Cleaning up battery supply chains

A new alliance aims to ensure that the booming demand for batteries supports sustainable development. Areas of focus include safeguarding workers, banning child labour, eradicating pollution, promoting re-use and recycling, and unlocking innovation for green energy storage.

The challenge

"It is almost certain that your smartphone or electric vehicle contains cobalt that comes from child workers in artisanal mines."
Benedikt Sobotka, Chief Executive Officer, Eurasian Resources Group

Mobile technology and a low-carbon future are impossible without batteries. A twelvefold increase in battery capacity is estimated necessary to meet the demand for electric vehicles and renewable energy storage by 2025, when the global battery market will be worth $100 billion.

The costs, however, are enormous.

First, the extraction of the raw materials needed for batteries has a high human and environmental toll. This includes child labour, environmental damage and health and safety hazards in cobalt mining, and pollution, water shortages and other challenges linked to lithium, graphite and nickel extraction.
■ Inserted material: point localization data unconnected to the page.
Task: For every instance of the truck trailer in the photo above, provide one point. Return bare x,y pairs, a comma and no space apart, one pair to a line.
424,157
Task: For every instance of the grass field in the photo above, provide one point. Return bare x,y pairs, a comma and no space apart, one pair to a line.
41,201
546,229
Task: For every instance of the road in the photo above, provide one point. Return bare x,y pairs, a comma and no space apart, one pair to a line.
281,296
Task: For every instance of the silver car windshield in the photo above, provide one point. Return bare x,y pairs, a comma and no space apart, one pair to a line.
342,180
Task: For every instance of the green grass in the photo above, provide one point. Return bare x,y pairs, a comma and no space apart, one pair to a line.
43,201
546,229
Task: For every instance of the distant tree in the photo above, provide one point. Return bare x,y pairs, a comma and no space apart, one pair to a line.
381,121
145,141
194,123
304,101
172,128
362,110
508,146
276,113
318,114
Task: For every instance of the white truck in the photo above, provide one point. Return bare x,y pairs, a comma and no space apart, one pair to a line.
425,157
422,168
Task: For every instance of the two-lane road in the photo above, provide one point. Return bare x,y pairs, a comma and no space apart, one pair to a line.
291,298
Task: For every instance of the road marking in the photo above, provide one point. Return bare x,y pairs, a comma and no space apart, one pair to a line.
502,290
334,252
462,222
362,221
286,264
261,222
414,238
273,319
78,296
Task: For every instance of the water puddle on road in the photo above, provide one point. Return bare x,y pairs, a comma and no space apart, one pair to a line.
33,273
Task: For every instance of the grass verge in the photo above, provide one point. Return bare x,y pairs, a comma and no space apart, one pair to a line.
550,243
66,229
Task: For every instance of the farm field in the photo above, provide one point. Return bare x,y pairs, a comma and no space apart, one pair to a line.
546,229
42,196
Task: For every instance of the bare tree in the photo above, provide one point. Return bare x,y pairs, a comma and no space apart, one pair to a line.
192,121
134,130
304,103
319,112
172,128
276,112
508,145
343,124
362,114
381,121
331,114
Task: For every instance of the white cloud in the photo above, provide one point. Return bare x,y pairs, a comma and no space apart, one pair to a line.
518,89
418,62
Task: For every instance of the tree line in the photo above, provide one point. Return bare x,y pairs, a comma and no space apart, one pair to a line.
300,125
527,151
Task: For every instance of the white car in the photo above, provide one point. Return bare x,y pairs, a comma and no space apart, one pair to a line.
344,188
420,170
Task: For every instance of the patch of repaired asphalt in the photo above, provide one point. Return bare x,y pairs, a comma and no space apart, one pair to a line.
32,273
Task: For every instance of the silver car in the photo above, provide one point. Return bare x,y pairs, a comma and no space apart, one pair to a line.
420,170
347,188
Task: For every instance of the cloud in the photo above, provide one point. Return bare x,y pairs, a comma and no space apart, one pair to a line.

Second, a recycling challenge looms over the 11 million tonnes of spent lithium-ion batteries forecast to be discarded by 2030. There is little infrastructure in place to enable recycling and battery reuse across industries. Inappropriate lead-acid battery recycling poses a severe health risk to 1 million people globally.

Finally, significant innovation potential remains unexploited along the value chain.

The strategy

The World Economic Forum has launched the Global Battery Alliance, which brings together leading businesses from the entire battery value chain, along with governments, international organizations and NGOs. This global platform drives country-specific action in three areas:

Responsible sourcing
New multistakeholder partnerships will work towards responsible management of the supply of key raw materials for batteries.

Circular economy for batteries
The alliance will seek to accelerate progress towards a circular economy for batteries, initially by supporting the development of standards, guidelines and partnerships.

Unlocking innovation along the value chain
The alliance will help develop a smart, transparent value chain by exploring the application of innovative technologies for enhancing supply chain transparency and identifying ways to harness battery use and recycling for sustainable development.

The Global Battery Alliance is guided by three Forum System Initiatives:

System Initiative
Shaping the Future of
Economic Progress

The System Initiative on Economic Progress aims to inform and drive economic progress so that it benefits more of society. It does this by identifying new solutions, creating partnerships and promoting economic growth models that deliver inclusive and sustained economic progress.

More about the initiative
System Initiative
Shaping the Future of
Energy

The System Initiative on Shaping the Future of Energy aims to accelerate development of the policies, private-sector action and public-private cooperation required to achieve a sustainable, affordable, secure and inclusive energy future, which is essential for economic and social development.

More about the initiative
System Initiative
Shaping the Future of
Environment and Natural Resource Security

The System Initiative on Shaping the Future of Environment and Natural Resource Security aims to find new ways to protect and value the global environmental commons. It does this by convening leading experts, innovators, investors, businesses, policy makers and civil society to support interventions that flip existing norms to create systemic change that reverses negative environmental trends.

More about the initiative

The impact

Launched at the Sustainable Development Impact Summit in New York in September 2017, the alliance has already formed a coalition including technology, mining, chemical, manufacturing, electronics, automotive and energy businesses, the United Nations International Children's Emergency Fund (UNICEF), the African Development Bank, other international organizations, NGOs and academia.

Together, these stakeholders are developing an action plan to achieve the inclusive and innovative battery value chain needed to power sustainable development in the Fourth Industrial Revolution.